Lockdown responsibility

After nearly two months of lockdowns, quarantines, and other societal restrictions which have decimated the national, state, and local economies I have come to some determinations.

First, this may have been a good experiment to try once. But not again with the uncontrolled, unlawful, unconstitutional levels we have seen and where so many of those in positions of power and influence have abused their power and the public trust.

Second, laws need to be put into place at all levels to keep those in power from exerting such total control as we have seen in many places throughout the country. Lockdowns, quarantines, stay-at-home and shelter-in-place orders, and other restrictions, regulations, and mandates have a place in extreme emergency situations and only for designated, very short-term duration. No single person at any level of a free society should have the power to issue any of the those or similar orders without the overwhelming majority approval of a voting representative group, and any of those orders should not be able to go into effect for at least 48 hours. The only exception would be absolute clear and present danger (like a nuclear missile enroute).

Third, at whatever level the lockdown, quarantine, etc. mandate, order, restriction, etc. is put into place that level of government becomes completely responsible for the economic losses of those under their jurisdiction as a result of the order, etc. So a city issuing lockdown orders would become responsible for all economic loss of all their businesses and citizens within the boundaries of the city. A state issuing shelter-in-place orders becomes economically responsible for all the business and personal losses incurred by those businesses and citizens in the state who are under the mandate. The only exception for taking on the economic responsibility would be in the case of absolute clear and present (immediate) danger.
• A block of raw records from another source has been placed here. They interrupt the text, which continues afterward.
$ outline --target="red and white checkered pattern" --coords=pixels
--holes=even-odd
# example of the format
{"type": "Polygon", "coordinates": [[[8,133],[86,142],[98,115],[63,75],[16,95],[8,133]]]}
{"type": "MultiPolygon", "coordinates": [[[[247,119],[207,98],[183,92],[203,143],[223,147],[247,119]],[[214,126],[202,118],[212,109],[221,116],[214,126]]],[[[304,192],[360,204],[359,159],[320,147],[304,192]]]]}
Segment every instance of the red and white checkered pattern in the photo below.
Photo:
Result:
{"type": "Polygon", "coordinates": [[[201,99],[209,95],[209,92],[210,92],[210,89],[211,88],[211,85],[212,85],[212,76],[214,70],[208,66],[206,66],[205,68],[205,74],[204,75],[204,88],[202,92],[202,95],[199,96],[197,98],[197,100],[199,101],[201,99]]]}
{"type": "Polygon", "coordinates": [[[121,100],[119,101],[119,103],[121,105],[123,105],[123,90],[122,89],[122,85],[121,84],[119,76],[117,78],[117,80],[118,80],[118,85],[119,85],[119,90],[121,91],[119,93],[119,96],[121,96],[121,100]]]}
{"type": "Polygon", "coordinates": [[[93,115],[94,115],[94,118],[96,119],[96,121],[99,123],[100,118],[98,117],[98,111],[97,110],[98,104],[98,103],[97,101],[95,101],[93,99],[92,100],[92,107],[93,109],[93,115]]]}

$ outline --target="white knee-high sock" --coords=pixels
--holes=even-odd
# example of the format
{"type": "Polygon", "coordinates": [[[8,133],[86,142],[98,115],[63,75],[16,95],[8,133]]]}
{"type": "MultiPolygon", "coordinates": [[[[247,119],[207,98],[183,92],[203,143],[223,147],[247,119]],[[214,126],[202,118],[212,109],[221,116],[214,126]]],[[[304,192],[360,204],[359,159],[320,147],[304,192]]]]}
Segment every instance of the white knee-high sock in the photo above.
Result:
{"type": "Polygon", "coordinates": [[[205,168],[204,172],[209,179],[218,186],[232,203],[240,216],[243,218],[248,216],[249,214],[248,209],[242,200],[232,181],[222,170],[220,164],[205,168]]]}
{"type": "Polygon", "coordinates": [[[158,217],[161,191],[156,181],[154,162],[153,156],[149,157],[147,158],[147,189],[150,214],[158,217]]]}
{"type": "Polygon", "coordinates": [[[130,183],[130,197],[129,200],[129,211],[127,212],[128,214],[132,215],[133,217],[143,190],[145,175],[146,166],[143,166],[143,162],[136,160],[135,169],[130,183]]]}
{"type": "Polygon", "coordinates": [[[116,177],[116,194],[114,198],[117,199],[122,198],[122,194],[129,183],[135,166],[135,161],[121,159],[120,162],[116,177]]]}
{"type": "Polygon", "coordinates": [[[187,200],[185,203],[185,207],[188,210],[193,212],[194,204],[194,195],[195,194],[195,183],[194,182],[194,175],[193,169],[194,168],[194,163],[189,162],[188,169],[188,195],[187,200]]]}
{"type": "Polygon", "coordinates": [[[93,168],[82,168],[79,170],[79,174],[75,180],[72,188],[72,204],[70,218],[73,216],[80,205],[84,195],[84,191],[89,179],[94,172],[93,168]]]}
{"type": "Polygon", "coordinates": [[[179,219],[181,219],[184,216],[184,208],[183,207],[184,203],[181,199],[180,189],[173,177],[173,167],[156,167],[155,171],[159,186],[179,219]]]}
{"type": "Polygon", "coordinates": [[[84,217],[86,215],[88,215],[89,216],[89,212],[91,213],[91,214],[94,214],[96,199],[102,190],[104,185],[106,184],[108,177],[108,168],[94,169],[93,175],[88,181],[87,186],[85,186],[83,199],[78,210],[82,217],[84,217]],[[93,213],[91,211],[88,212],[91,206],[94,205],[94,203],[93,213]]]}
Fourth, the elected or public official issuing the mandate, order, etc. should also be held liable at some level. The person at least should become illegible for further public office after completion of the current term. This isn't a punishment, it's so they recognize the gravity of their decision and to help prevent desire for further control and power that may come from issuing the order. Combined with needing approval from a representative body of citizens and the 48-hour waiting period before going into effect, these restrictions on elected and public officials should make them think long and hard before making any orders that severely affect the livelihood of their citizens.

Taking on this economic loss responsibility should curb any enthusiasm for jumping into another lockdown or similar situation.

This does not mean public health officials and politicians can't highly recommend certain actions like social distancing or staying at home whenever possible. It just means any weight of law is restricted.

Fifth, public health should not have the power to close anything except one single business location at a time for specific documented reasons or a single school for specific documented reasons. Blanket orders closing multiple businesses or schools should be prohibited except in the case of immediate clear and present danger (based on data, not models).

Sixth, data modeling should never be used to make absolute lockdown, etc. decisions. Only absolute data should be used. Data modeling is made based on data at the time of the model and uses extrapolation, inference, and best guesses. Even with various forms of statistical analysis, data modeling is only as good as the data it has and its programming. Bad or incomplete data means bad or incomplete results. The problem with COVID-19 modelling is there has been too many unknowns and assumptions that were included into the modelling, which is why the models haven't been very accurate.